Med Ad News: That’s an interesting point you raise, because like you said, they weren’t there to talk, they were there to listen. But in terms of the questions they were asking, can you give me a sense of the issues that seemed to be important to them or that registered with them enough to question?

John Kamp: Well, we can just use the PhRMA proposal that there be some kind of device on banner ads that enable people to immediately go to the contraindication information. They asked a lot of questions about it. My guess from it is that although the idea of doing this was one they thought was interesting, the idea of making it an FDA related icon is a non-starter. But doing something like that, I think they’re taking it into serious consideration or they wouldn’t be asking the questions.

Med Ad News: So, in general, a productive couple of days?

John Kamp: Yeah. I think FDA is likely to make some things clear. None of us expect, as one of the speakers put it, to see a package to industry under the Christmas tree with a new policy in it. Things like that don’t happen in the government. But there were a couple of things that the people asked for that the FDA has already been pretty clear about, and I think they can continue to be pretty clear about that.

One of them is this whole idea that, although there is a lot of concern in the industry that they might be held responsible for things they don’t control. I’ve never heard the FDA say that. And I expect them to say that that’s not the case in public speeches. The adverse-event reporting stuff is not an issue of DDMAC for the most part. It’s being driven by company lawyers. But for FDA to be real straightforward about that there’s no expectation that companies be responsible for things that clearly the responsibility of the individual people on the Net who are using their browser or that they somehow stop things from being put on the Net by third parties; they’ve never expected that. For them to say that straightforwardly, I would expect to hear very soon.

Med Ad News: Even prior to some kind of official guidance?

John Kamp: Yeah, I think they’ll be more straightforward. Not so much DDMAC staff, but Bob Temple, who is very important in these areas, has been talking very openly and straightforwardly about the adverse-event reporting stuff and telling companies, “Stop telling us all this information that’s not useful.

Med Ad News: Why do you think FDA did this now, as opposed to years ago? Is it just because they’ve finally caught up, or does it have to do with the change of administration?

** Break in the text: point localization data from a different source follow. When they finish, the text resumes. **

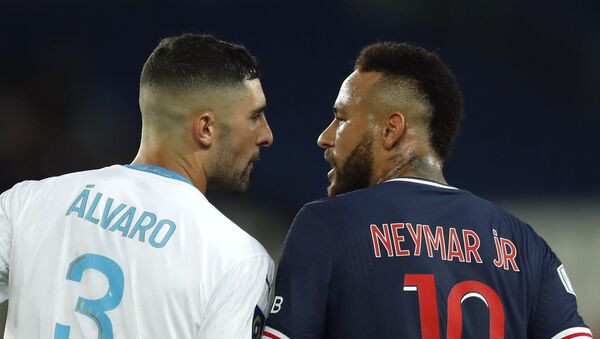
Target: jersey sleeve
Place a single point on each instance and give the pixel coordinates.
(556, 315)
(237, 308)
(301, 287)
(5, 242)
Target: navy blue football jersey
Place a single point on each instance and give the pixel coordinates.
(410, 258)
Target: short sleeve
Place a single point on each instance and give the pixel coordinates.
(5, 242)
(237, 309)
(556, 313)
(301, 288)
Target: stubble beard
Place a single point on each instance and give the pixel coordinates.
(228, 176)
(356, 171)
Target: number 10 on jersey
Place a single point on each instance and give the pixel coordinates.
(424, 285)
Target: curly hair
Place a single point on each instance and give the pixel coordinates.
(433, 80)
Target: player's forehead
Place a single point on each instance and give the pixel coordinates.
(355, 89)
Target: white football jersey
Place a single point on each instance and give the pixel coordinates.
(127, 252)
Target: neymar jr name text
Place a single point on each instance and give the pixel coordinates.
(447, 243)
(112, 216)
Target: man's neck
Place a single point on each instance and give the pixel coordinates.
(425, 167)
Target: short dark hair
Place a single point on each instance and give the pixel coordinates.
(193, 59)
(432, 78)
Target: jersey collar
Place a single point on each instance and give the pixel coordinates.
(163, 172)
(423, 182)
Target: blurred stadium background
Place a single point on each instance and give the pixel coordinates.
(529, 72)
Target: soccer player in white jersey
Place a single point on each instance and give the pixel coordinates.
(136, 251)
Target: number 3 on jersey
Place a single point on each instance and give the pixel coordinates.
(95, 309)
(424, 285)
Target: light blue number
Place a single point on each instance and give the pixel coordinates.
(95, 308)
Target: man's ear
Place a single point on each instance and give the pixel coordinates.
(394, 128)
(204, 128)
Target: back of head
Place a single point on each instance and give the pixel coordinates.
(193, 60)
(188, 73)
(428, 80)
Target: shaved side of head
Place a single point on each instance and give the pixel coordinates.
(187, 75)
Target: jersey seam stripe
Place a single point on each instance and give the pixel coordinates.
(423, 182)
(578, 335)
(272, 333)
(574, 332)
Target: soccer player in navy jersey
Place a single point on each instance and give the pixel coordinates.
(396, 252)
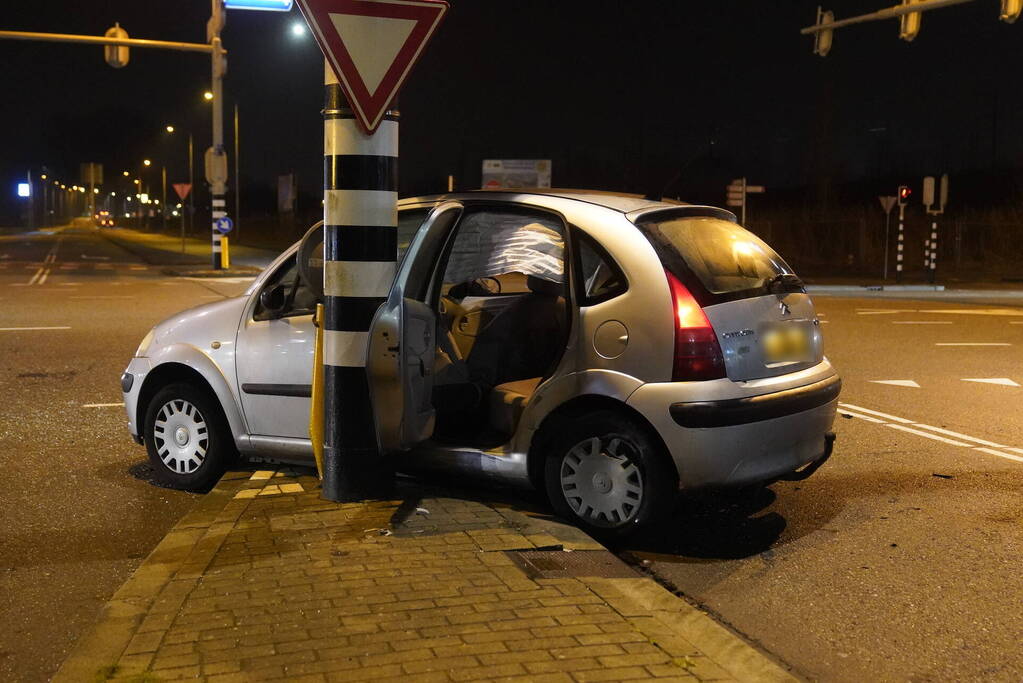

John Kamp: There is a growing realization that the Net is a different medium and needs specific focus and understanding. I think for the most part this was probably considered and planned well before the election, frankly. Did everybody check with their new bosses before they went forward? Yeah. People do that. But I think it’s just a growing realization that they need to pay attention.

Med Ad News: The time had come.

John Kamp: Yeah. And maybe we wish it had happened earlier, but it didn’t. But now that it’s here, let’s embrace it.